I modified my kinda similar to the above, see links below.


----------



## huntinfool (Jul 21, 2010)

Number two with the angles welded would be the best bet. But if you look around and call a couple boat shops they may have another bow stop that might work better.


----------



## lckstckn2smknbrls (Jul 21, 2010)

Can you move the winch post forward at all?


----------



## arkansasnative (Jul 21, 2010)

not really... i dont have much room between the hitch and winch post as is. any more and ill prolly end up trying to let my tailgate down and ending up with a nice little dent. 
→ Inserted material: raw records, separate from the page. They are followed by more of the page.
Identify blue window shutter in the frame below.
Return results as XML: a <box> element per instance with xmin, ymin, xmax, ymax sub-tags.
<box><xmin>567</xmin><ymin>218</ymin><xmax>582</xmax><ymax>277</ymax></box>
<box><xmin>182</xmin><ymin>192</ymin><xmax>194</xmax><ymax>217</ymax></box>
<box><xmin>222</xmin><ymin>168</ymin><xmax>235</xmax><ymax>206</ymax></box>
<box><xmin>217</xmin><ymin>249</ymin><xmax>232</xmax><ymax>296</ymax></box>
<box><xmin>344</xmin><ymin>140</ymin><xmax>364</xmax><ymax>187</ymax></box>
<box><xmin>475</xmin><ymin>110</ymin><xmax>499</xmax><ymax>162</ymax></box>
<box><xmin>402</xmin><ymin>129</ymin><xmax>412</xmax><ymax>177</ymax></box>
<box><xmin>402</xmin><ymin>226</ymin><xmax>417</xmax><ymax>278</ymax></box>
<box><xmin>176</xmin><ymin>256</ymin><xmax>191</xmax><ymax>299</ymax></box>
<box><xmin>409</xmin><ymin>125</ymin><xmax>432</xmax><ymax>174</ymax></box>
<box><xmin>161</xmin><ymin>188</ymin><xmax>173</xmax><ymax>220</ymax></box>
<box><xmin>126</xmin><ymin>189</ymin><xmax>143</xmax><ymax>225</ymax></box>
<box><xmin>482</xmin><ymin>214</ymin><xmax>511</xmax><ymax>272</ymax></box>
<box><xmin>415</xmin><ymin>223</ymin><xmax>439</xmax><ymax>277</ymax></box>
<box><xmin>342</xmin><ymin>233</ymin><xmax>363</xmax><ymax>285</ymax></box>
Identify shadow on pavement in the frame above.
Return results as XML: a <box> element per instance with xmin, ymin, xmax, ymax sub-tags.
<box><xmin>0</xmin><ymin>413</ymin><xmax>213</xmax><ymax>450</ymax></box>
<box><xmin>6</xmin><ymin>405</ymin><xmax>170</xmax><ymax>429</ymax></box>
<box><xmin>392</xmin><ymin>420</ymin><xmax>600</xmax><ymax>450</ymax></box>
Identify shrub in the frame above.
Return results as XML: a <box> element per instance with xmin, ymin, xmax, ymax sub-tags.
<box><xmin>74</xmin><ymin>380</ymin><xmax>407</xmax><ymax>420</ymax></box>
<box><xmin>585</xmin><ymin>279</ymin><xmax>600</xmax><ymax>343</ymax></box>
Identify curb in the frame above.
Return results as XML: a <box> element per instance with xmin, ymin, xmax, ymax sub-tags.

my newest idea is to put the winch at the top of the post and run the strap down to a roller level with the handle. then just add a couple of brackets to the side of the post to connect it to the bow stop.
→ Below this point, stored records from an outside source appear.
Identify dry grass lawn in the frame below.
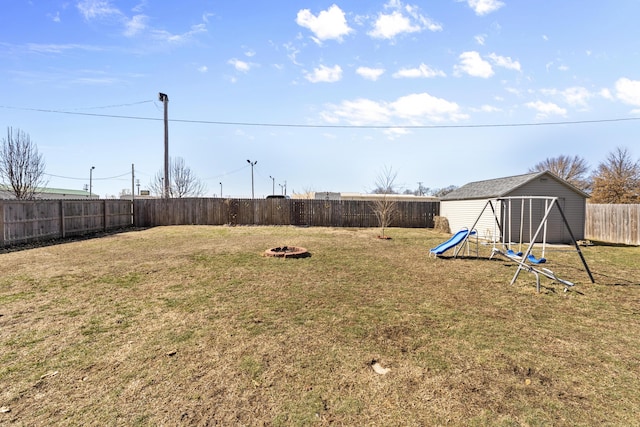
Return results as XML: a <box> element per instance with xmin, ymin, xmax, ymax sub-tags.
<box><xmin>1</xmin><ymin>225</ymin><xmax>639</xmax><ymax>426</ymax></box>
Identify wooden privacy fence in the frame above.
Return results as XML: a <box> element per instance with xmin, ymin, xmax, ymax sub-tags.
<box><xmin>586</xmin><ymin>203</ymin><xmax>640</xmax><ymax>246</ymax></box>
<box><xmin>2</xmin><ymin>199</ymin><xmax>639</xmax><ymax>247</ymax></box>
<box><xmin>0</xmin><ymin>199</ymin><xmax>133</xmax><ymax>247</ymax></box>
<box><xmin>134</xmin><ymin>198</ymin><xmax>439</xmax><ymax>229</ymax></box>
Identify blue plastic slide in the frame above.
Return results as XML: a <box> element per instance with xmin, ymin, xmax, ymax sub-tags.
<box><xmin>430</xmin><ymin>229</ymin><xmax>475</xmax><ymax>256</ymax></box>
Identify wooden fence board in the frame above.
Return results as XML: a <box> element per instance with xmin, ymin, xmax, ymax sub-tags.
<box><xmin>585</xmin><ymin>204</ymin><xmax>640</xmax><ymax>245</ymax></box>
<box><xmin>3</xmin><ymin>199</ymin><xmax>639</xmax><ymax>248</ymax></box>
<box><xmin>133</xmin><ymin>198</ymin><xmax>439</xmax><ymax>229</ymax></box>
<box><xmin>1</xmin><ymin>200</ymin><xmax>133</xmax><ymax>246</ymax></box>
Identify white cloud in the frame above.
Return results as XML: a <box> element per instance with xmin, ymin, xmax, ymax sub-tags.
<box><xmin>305</xmin><ymin>65</ymin><xmax>343</xmax><ymax>83</ymax></box>
<box><xmin>368</xmin><ymin>1</ymin><xmax>441</xmax><ymax>40</ymax></box>
<box><xmin>123</xmin><ymin>14</ymin><xmax>147</xmax><ymax>37</ymax></box>
<box><xmin>454</xmin><ymin>51</ymin><xmax>494</xmax><ymax>78</ymax></box>
<box><xmin>615</xmin><ymin>77</ymin><xmax>640</xmax><ymax>106</ymax></box>
<box><xmin>202</xmin><ymin>12</ymin><xmax>215</xmax><ymax>24</ymax></box>
<box><xmin>561</xmin><ymin>86</ymin><xmax>592</xmax><ymax>107</ymax></box>
<box><xmin>151</xmin><ymin>23</ymin><xmax>207</xmax><ymax>44</ymax></box>
<box><xmin>296</xmin><ymin>4</ymin><xmax>353</xmax><ymax>44</ymax></box>
<box><xmin>132</xmin><ymin>1</ymin><xmax>148</xmax><ymax>13</ymax></box>
<box><xmin>525</xmin><ymin>101</ymin><xmax>567</xmax><ymax>119</ymax></box>
<box><xmin>26</xmin><ymin>43</ymin><xmax>103</xmax><ymax>54</ymax></box>
<box><xmin>197</xmin><ymin>65</ymin><xmax>208</xmax><ymax>73</ymax></box>
<box><xmin>391</xmin><ymin>93</ymin><xmax>467</xmax><ymax>123</ymax></box>
<box><xmin>467</xmin><ymin>0</ymin><xmax>505</xmax><ymax>16</ymax></box>
<box><xmin>472</xmin><ymin>104</ymin><xmax>502</xmax><ymax>113</ymax></box>
<box><xmin>321</xmin><ymin>92</ymin><xmax>467</xmax><ymax>126</ymax></box>
<box><xmin>228</xmin><ymin>58</ymin><xmax>252</xmax><ymax>73</ymax></box>
<box><xmin>392</xmin><ymin>63</ymin><xmax>445</xmax><ymax>78</ymax></box>
<box><xmin>369</xmin><ymin>11</ymin><xmax>420</xmax><ymax>39</ymax></box>
<box><xmin>600</xmin><ymin>88</ymin><xmax>614</xmax><ymax>100</ymax></box>
<box><xmin>283</xmin><ymin>42</ymin><xmax>301</xmax><ymax>66</ymax></box>
<box><xmin>487</xmin><ymin>53</ymin><xmax>521</xmax><ymax>71</ymax></box>
<box><xmin>356</xmin><ymin>67</ymin><xmax>385</xmax><ymax>81</ymax></box>
<box><xmin>322</xmin><ymin>98</ymin><xmax>391</xmax><ymax>125</ymax></box>
<box><xmin>76</xmin><ymin>1</ymin><xmax>209</xmax><ymax>43</ymax></box>
<box><xmin>474</xmin><ymin>34</ymin><xmax>486</xmax><ymax>45</ymax></box>
<box><xmin>77</xmin><ymin>0</ymin><xmax>120</xmax><ymax>20</ymax></box>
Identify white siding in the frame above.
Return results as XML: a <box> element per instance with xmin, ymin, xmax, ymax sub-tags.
<box><xmin>440</xmin><ymin>199</ymin><xmax>502</xmax><ymax>241</ymax></box>
<box><xmin>440</xmin><ymin>175</ymin><xmax>586</xmax><ymax>244</ymax></box>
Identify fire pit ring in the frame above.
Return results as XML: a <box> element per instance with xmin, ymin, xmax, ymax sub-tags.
<box><xmin>263</xmin><ymin>246</ymin><xmax>310</xmax><ymax>259</ymax></box>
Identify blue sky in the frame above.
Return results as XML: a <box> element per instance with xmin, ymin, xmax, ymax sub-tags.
<box><xmin>2</xmin><ymin>0</ymin><xmax>640</xmax><ymax>198</ymax></box>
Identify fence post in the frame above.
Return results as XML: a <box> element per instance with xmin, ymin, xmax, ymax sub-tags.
<box><xmin>103</xmin><ymin>199</ymin><xmax>108</xmax><ymax>231</ymax></box>
<box><xmin>0</xmin><ymin>201</ymin><xmax>4</xmax><ymax>247</ymax></box>
<box><xmin>60</xmin><ymin>200</ymin><xmax>66</xmax><ymax>238</ymax></box>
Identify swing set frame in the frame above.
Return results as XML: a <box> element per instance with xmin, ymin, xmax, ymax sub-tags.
<box><xmin>454</xmin><ymin>196</ymin><xmax>594</xmax><ymax>292</ymax></box>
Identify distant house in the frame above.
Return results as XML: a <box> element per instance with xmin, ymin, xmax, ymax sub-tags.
<box><xmin>440</xmin><ymin>171</ymin><xmax>589</xmax><ymax>243</ymax></box>
<box><xmin>0</xmin><ymin>185</ymin><xmax>95</xmax><ymax>200</ymax></box>
<box><xmin>292</xmin><ymin>191</ymin><xmax>438</xmax><ymax>202</ymax></box>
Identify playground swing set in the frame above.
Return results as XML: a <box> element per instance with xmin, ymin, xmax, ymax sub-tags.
<box><xmin>429</xmin><ymin>196</ymin><xmax>595</xmax><ymax>292</ymax></box>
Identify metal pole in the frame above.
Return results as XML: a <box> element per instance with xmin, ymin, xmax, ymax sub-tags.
<box><xmin>89</xmin><ymin>166</ymin><xmax>95</xmax><ymax>198</ymax></box>
<box><xmin>270</xmin><ymin>176</ymin><xmax>275</xmax><ymax>195</ymax></box>
<box><xmin>219</xmin><ymin>182</ymin><xmax>223</xmax><ymax>198</ymax></box>
<box><xmin>159</xmin><ymin>92</ymin><xmax>169</xmax><ymax>198</ymax></box>
<box><xmin>247</xmin><ymin>160</ymin><xmax>257</xmax><ymax>198</ymax></box>
<box><xmin>131</xmin><ymin>163</ymin><xmax>135</xmax><ymax>225</ymax></box>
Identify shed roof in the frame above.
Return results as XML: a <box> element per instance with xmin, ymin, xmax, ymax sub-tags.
<box><xmin>441</xmin><ymin>171</ymin><xmax>589</xmax><ymax>201</ymax></box>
EDIT: i went back out and looked at it and was able to nudge it forward about 4 inches! i thought i was gonna have to drill holes but the post actually used 3 bolts surrounding the frame to "clamp" it in place... i loosened 2 of them and brought out the rubber mallet! only took 10 minutes or so! thanks everyone for the ideas and help!


----------



## waterfowler1 (Jul 23, 2010)

On the rig I'm workin on I didn't have a winch post on the trailer. Guy who sold it to me had no idea that there was even supposed to be one. So while having some welding work done by a buddy we looked around in the shop and with some redneck engineering we threw one together in about an hour. All it is a 2.5 inch sqare tube about 30 in or so long welded at an a slight angle to some scrap diamond plate that is roughly 6x6 in and two arms about 20 in each that will bolt through the pipe and on the backside for stability with a bow stop at the end with the winch strap inbetween the arms, I got all my parts in today and will begin assembly next week. When the time comes ill post a picture! Glad to see that things are lookin up for ya!


----------



## waterboy (Jul 23, 2010)

I'm having similar thoughts about how to change up the winch post myself. I'm not too keen on how it is currently set. If I slam my truck breaks then the boat will probably continue forward some, not good.


----------